Die Dinge der Woche (17. Mai 2015)
 
Blond ist die Zukunft
 

   Es musste ja so kommen. Nach der Bremer Bürgerschaftswahl ist der Markt für politisch unerfahrene Blondinen ohne Parteibuch wie leer gefegt. Echthaarperücken sind nur noch in den Farbnuancen "Frittengelb" und "Hrubesch-Gold" erhältlich. Frauen und Cabriohalterinnen, die entfernt an den jungen Heino oder eine weizenblonde Schönheit und Gucci-Taschen-Trägerin wie Lencke Steiner erinnern, erzielen Spitzenwerte bei Nichtwählern, Protestwählern und Fans von "Germany's Next Topmodel", was so ungefähr dasselbe ist. Ein Desaster.



   Während Kleinstwesenforscher noch über die inhaltlichen Motive für die völlig überraschende Vermehrung der FDP-Wahlpopulation an der Weser spekulieren (Klimawandel? Morbus Lindner?), haben die Strategen der grossen Volksschrumpfparteien längst ihre oberflächigen Lehren aus dem Wahldesaster in der Hansestadt gezogen. Weder rot, grün noch schwarz scheint die Hoffnung der Parteiendemokratie zu sein. Blond ist die Zukunft. Beste Aussichten für rhetorisch begabte Schaumfestiger.

   Nun denn. Jürgen Klopp wird möglicherweise neuer Trainer bei Real Madrid - oder Berti Vogts. Hauptsache blond. Anders die AfD-Frauke Petry findet frisurtechnisch noch keine farblich passende Alternative für Parteichef Bernd Lucke und plädiert daher für einen radikalen Schnitt im Nackenbereich - oder einen Rechtsruck in der tiefbraunen Scheitelgegend.

   Die SPD denkt längst darüber nach, ihre Generalsekretärin (dunkelhaarig, intellektuell) durch einen linksföhnenden Star-Coloristen zu ersetzen, um bei den kommenden Wahlen wieder mehr Stimmen zu ondulieren. Arbeiterlieder werden umfrisiert ("Völker, tönt die Signale!"), zerzauste Parteiprogramme auftoupiert und an der Sonne gebleicht. Genossen mit Resthaar sowie noch nicht zurück- oder komplett weggetretene sozialdemokratische Bürgermeister bekommen champagnerfarbene Strähnen verpasst, um sich künftig deutlicher von anderen Parteien abzugrenzen wie etwa ... auch egal. Der grau melierte Joachim Gauck warnt bereits vor einer Blondifizierung der Gesellschaft und drohte erneut mit einer pastorellen, abendfüllenden Rede zu irgendeinem historischem Thema.

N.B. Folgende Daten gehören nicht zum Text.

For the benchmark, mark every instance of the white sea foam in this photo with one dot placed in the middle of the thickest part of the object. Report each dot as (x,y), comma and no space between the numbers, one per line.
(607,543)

   Man muss es aber versuchen. Schliesslich ist die Wahlmüdigkeit und geistige Klumnachtung unserer Tage ein riesengrosses Problem, nicht nur für Bremen und die Demokratie, sondern auch für all jene Männer, die ihre willensschwache Frauen morgens dabei zusehen, wie sie bei diesem ekligen Aprilwetter im Mai zwischen zwei Paar Schuhen schwanken. Stundenlang! Stets fragt man sich im Leben, was besser ist: Riemchensandale oder Gummistiefel? Gucci oder Jute? VfB oder Kickers? Ausharren oder streiken? FDP oder etwas Lilablassrosa? Die Entscheidung fällt immer schwerer. Und am Ende sitzt man auf einer Couch, glotzt den "härtesten Abstiegskampf aller Zeiten" (BILD), liest eine blond gefärbte Glosse und vergisst das Ankreuzen. Tja.